The aim of this application is to allow the reproducibility of OpenTarget Platform data release pipeline. The input files are copied in a specific google storage bucket.
Currently, the application executes 6 steps and finally it generates a Yaml config file that can be used to run the the OT pipeline (https://github.com/opentargets/data_pipeline)
List of available steps:
- annotations
- annotations from buckets
- chemical probes
- known target safety
- ensembl
- ChEMBL
- evidences
The step 'evidences' uploads the last evidences from different providers and it generates a subset of these evidences using the file minimal_ensembl.txt
Below more details about how to execute the script.
- Conda
- git
Download Conda for Mac here:
https://www.anaconda.com/download/#macos.
[download Version 2.7 Command-Line Installer]
Conda: installation commands
bash path_where_downloaded_the_file/Anaconda2-5.3.0-MacOSX-x86_64.sh
source ~/.bashrc
conda update
conda update --prefix ~/anaconda2 anaconda
git clone https://github.com/opentargets/platform-input-support
cd platform-input-support
conda env create -f environment.yaml
conda activate platform-input-support-py2.7
conda skeleton pypi opentargets-urlzsource
conda build opentargets-urlzsource
conda build purge
conda install -y --use-local opentargets-urlzsource
python platform-input-support.py -h
conda activate platform-input-support-py2.7
cd your_path_application
python platform-input-support -h
usage: platform-input-support.py [-h] [-c CONFIG]
[-gkey GOOGLE_CREDENTIAL_KEY]
[-gb GOOGLE_BUCKET] [-o OUTPUT_DIR] [-t]
[-s SUFFIX] [-steps STEPS [STEPS ...]]
[-exclude EXCLUDE [EXCLUDE ...]] [--skip]
[-l] [--log-level LOG_LEVEL]
[--log-config LOG_CONFIG]
...
optional arguments:
-h, --help show this help message and exit
-c CONFIG, --config CONFIG
path to config file (YAML) [env var: CONFIG] (default:
None)
-gkey GOOGLE_CREDENTIAL_KEY, --google_credential_key GOOGLE_CREDENTIAL_KEY
The path were the JSON credential file is stored. [env
var: GOOGLE_APPLICATION_CREDENTIALS] (default: None)

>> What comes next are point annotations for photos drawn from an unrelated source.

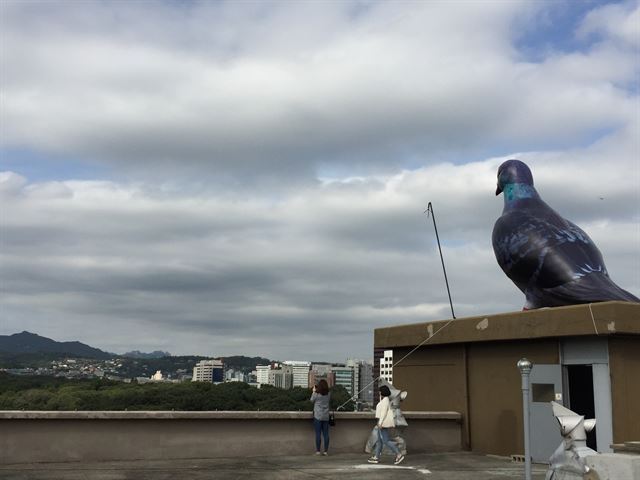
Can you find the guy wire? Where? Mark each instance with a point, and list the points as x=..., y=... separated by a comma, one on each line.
x=355, y=397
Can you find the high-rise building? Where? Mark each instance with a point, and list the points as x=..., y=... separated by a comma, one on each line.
x=281, y=377
x=262, y=374
x=208, y=371
x=300, y=373
x=321, y=371
x=345, y=376
x=386, y=366
x=366, y=384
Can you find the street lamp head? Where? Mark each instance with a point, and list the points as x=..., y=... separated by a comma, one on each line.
x=525, y=366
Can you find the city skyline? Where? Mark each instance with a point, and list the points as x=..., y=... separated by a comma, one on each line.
x=250, y=178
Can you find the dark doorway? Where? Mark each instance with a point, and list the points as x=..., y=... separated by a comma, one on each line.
x=581, y=400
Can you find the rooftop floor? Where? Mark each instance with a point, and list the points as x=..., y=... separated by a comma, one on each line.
x=436, y=466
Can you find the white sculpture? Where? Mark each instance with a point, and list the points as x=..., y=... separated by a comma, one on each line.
x=568, y=461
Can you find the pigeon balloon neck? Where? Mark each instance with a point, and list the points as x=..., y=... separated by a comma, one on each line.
x=518, y=191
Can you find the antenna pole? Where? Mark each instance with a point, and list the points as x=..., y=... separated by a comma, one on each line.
x=433, y=216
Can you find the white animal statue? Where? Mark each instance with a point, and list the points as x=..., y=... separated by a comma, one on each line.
x=568, y=461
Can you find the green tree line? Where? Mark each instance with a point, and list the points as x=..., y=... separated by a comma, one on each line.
x=49, y=393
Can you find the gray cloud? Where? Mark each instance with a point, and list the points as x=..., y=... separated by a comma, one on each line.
x=269, y=165
x=183, y=94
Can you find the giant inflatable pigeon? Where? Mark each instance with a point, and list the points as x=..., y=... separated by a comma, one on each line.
x=549, y=258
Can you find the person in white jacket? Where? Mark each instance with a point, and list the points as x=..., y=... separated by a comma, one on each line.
x=384, y=414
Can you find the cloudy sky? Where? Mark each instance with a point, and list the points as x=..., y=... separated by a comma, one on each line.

-gb GOOGLE_BUCKET, --google_bucket GOOGLE_BUCKET
Copy the files from the output directory to a specific
google bucket (default: None)
-o OUTPUT_DIR, --output_dir OUTPUT_DIR
By default, the files are generated in the root
directory [env var: OT_OUTPUT_DIR] (default: None)
-t, --thread Run the script with thread [env var: OT_THREAD]
(default: False)
-s SUFFIX, --suffix SUFFIX
The default suffix is yyyy-mm-dd [env var:
OT_SUFFIX_INPUT] (default: None)
-steps STEPS [STEPS ...]
Run a specific list of sections of the config file. Eg
annotations annotations_from_buckets (default: None)

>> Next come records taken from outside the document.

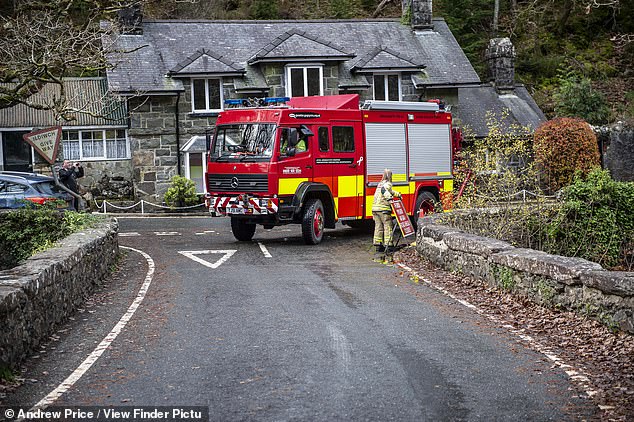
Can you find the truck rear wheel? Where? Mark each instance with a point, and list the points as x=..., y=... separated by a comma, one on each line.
x=242, y=230
x=313, y=222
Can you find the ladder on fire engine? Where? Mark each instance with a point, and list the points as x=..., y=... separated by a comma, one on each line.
x=403, y=105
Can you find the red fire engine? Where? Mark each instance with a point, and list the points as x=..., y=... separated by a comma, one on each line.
x=317, y=160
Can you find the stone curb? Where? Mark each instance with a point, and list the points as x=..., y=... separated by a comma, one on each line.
x=40, y=294
x=550, y=280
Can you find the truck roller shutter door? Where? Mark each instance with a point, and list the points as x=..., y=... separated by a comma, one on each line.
x=385, y=148
x=429, y=148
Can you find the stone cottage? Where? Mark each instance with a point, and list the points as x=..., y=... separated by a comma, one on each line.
x=179, y=73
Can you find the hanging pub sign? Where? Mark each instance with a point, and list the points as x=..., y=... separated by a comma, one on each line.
x=45, y=142
x=402, y=218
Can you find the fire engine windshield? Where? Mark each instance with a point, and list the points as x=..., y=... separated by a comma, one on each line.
x=244, y=141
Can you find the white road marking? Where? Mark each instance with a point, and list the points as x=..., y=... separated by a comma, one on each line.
x=264, y=250
x=576, y=376
x=227, y=253
x=340, y=345
x=105, y=343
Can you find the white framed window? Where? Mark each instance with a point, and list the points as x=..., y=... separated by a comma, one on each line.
x=207, y=95
x=103, y=144
x=387, y=87
x=304, y=81
x=195, y=169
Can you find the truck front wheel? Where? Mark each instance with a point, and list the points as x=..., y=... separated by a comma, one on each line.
x=242, y=230
x=313, y=222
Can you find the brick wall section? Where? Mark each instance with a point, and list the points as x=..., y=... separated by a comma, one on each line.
x=36, y=297
x=550, y=280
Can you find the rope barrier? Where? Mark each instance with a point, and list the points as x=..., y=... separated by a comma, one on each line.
x=105, y=204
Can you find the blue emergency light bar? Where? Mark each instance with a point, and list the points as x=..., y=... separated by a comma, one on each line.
x=255, y=102
x=269, y=100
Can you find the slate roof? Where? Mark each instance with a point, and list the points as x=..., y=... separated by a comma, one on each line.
x=476, y=102
x=383, y=58
x=165, y=45
x=90, y=94
x=296, y=44
x=206, y=61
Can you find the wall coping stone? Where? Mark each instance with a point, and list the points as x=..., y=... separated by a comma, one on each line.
x=47, y=288
x=561, y=268
x=612, y=282
x=437, y=232
x=478, y=245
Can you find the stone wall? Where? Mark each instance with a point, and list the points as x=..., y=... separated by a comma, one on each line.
x=618, y=150
x=550, y=280
x=36, y=297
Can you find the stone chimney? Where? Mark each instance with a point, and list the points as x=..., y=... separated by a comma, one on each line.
x=131, y=19
x=500, y=57
x=421, y=13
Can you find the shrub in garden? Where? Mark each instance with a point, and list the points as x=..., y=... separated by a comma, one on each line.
x=564, y=146
x=595, y=221
x=182, y=192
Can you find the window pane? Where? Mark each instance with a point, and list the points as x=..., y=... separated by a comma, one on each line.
x=214, y=94
x=196, y=172
x=379, y=87
x=343, y=138
x=323, y=139
x=92, y=144
x=199, y=94
x=68, y=135
x=297, y=82
x=70, y=150
x=314, y=81
x=392, y=87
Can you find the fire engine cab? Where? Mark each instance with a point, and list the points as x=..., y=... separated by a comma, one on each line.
x=317, y=160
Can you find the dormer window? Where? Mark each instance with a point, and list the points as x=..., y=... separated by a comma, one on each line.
x=387, y=87
x=304, y=81
x=207, y=95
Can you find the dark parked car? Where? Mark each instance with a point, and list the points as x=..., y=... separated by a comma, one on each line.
x=19, y=190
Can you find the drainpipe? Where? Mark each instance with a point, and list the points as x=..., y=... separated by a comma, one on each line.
x=178, y=141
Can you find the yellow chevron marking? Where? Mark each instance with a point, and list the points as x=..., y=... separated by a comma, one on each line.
x=347, y=185
x=289, y=186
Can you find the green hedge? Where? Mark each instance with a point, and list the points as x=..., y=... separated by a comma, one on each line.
x=26, y=231
x=595, y=221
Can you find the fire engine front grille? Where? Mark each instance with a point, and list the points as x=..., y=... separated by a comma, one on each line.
x=238, y=182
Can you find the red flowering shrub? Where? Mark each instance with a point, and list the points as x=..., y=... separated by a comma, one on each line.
x=564, y=146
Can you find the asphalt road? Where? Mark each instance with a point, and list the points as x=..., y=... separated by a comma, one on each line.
x=274, y=330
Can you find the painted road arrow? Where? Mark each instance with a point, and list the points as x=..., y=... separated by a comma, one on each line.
x=193, y=255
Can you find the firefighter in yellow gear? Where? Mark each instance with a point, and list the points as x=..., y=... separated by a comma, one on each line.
x=382, y=212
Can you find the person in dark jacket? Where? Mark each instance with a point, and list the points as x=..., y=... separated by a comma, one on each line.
x=68, y=175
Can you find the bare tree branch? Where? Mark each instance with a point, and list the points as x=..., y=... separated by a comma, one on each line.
x=43, y=42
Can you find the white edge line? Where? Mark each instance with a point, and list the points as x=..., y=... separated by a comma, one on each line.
x=576, y=376
x=264, y=250
x=105, y=343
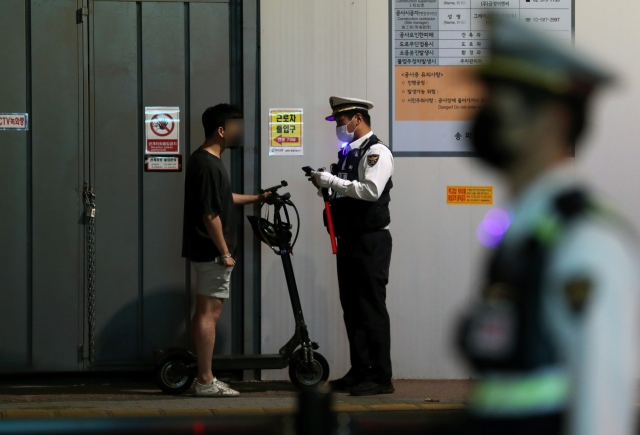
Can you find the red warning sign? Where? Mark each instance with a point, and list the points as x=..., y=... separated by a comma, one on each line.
x=162, y=130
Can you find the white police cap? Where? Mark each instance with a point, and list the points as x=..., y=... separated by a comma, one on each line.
x=344, y=104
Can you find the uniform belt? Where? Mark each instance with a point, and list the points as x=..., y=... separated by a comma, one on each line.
x=540, y=392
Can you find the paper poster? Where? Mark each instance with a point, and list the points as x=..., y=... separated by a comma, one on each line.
x=475, y=195
x=285, y=132
x=163, y=163
x=436, y=45
x=14, y=121
x=162, y=127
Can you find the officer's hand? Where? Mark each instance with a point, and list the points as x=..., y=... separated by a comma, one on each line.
x=312, y=178
x=228, y=262
x=323, y=179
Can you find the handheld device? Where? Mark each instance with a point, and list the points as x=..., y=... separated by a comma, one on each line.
x=327, y=207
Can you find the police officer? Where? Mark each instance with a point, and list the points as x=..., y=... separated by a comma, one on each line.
x=552, y=337
x=359, y=184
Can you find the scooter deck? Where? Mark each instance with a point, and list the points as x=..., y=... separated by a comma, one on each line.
x=248, y=362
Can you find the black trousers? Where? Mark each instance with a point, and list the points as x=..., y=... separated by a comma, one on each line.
x=363, y=274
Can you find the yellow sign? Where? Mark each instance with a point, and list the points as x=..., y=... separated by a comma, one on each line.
x=285, y=132
x=474, y=195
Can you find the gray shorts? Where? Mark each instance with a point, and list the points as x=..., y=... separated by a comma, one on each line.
x=212, y=279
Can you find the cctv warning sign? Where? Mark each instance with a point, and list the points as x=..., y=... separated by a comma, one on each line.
x=473, y=195
x=162, y=127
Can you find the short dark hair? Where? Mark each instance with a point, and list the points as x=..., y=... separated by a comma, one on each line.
x=365, y=115
x=214, y=117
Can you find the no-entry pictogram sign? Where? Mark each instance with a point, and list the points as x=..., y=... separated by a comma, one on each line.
x=162, y=130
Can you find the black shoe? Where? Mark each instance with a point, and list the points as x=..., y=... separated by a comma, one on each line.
x=371, y=388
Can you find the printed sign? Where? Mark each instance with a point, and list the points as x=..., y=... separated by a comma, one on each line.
x=14, y=121
x=474, y=195
x=162, y=130
x=163, y=163
x=285, y=132
x=436, y=49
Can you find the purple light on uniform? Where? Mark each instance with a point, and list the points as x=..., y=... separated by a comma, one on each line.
x=493, y=227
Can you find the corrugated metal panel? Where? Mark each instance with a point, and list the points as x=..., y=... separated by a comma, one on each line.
x=57, y=206
x=14, y=273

-exclude EXCLUDE [EXCLUDE ...]
Exclude a specific list of sections of the config
file. Eg annotations annotations_from_buckets
(default: None)
--skip Skip the errors and just report them (default: False)

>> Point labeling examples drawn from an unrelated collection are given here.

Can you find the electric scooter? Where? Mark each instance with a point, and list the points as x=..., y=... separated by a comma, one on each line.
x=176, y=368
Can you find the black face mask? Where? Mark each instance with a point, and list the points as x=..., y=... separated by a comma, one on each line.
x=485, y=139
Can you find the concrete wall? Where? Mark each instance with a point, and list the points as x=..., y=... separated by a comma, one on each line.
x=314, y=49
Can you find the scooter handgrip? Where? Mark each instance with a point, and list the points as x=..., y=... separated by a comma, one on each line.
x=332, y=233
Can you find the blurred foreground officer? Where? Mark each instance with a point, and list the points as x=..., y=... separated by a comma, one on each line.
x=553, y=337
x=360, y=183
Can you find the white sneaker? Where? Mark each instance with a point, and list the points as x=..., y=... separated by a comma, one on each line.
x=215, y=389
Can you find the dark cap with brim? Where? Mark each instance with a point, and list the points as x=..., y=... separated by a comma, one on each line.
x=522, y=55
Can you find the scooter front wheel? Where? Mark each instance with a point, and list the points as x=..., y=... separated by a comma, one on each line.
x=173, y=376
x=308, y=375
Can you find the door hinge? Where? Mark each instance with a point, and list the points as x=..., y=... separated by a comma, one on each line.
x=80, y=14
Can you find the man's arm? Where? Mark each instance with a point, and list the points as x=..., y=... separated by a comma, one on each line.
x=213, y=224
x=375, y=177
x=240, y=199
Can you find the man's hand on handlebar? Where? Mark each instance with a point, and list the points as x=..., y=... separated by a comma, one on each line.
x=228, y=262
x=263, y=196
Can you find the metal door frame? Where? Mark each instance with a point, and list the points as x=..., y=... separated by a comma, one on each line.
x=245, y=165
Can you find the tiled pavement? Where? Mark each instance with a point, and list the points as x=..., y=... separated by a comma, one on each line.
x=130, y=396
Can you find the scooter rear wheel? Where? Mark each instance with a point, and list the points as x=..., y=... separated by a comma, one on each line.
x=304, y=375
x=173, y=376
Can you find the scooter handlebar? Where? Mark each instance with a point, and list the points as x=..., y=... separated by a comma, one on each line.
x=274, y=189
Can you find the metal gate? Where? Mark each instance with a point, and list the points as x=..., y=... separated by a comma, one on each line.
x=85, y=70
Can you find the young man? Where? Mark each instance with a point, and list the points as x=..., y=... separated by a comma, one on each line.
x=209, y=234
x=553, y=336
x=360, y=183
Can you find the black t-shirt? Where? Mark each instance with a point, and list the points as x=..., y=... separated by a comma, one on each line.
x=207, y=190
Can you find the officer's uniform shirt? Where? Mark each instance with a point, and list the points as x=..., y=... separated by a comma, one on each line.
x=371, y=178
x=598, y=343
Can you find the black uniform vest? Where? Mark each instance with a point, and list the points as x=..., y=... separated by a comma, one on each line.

-l, --list_steps List of steps callable (default: False)
--log-level LOG_LEVEL
set the log level [env var: LOG_LEVEL] (default: INFO)
To copy the files in a specific google storage bucket valid credentials must be used. The required parameter -gkey (--google_credential_key) allows the specification of Google storage JSON credential. Eg.
python platform-input-support.py -gkey /path/open-targets-gac.json -gb bucket/object_path
or
python platform-input-support.py
--google_credential_key /path/open-targets-gac.json
--google_bucket ot-snapshots/es5-sufentanil/tmp
python platform-input-support.py
--skip
--google_credential_key /path/open-targets-gac.json
--google_bucket ot-snapshots/es5-sufentanil/tmp
or
python platform-input-support.py
--google_credential_key /path/open-targets-gac.json
--google_bucket ot-snapshots/es5-sufentanil/tmp
-steps annotations evidences
-exclude ChEMBL
or
python platform-input-support.py
-gkey /path/open-targets-gac.json
-gb bucket/object_path -steps ChEMBL
--log-level DEBUG > log.txt
The zip files generated might be corrupted. The follow command checks if the files are correct. sh check_corrupted_files.sh
Create a linux VM server and run the following commands
sudo apt update
sudo apt install git
sudo apt-get install bzip2
wget https://repo.anaconda.com/archive/Anaconda2-2018.12-Linux-x86_64.sh
bash Anaconda2-2018.12-Linux-x86_64.sh
source ~/.bashrc
conda update --prefix ~/anaconda2 anaconda
mkdir gitRepo
cd gitRepo
git clone https://github.com/opentargets/platform-input-support.git
cd platform-input-support
conda env create -f environment.yaml
conda activate platform-input-support-py2.7
python platform-input-support.py -l
Use nohup to avoid that the process hang up.
Eg.
nohup python platform-input-support.py
-gkey /path/open-targets-gac.json
-gb bucket/object_path -steps ChEMBL
--log-level DEBUG > log.txt &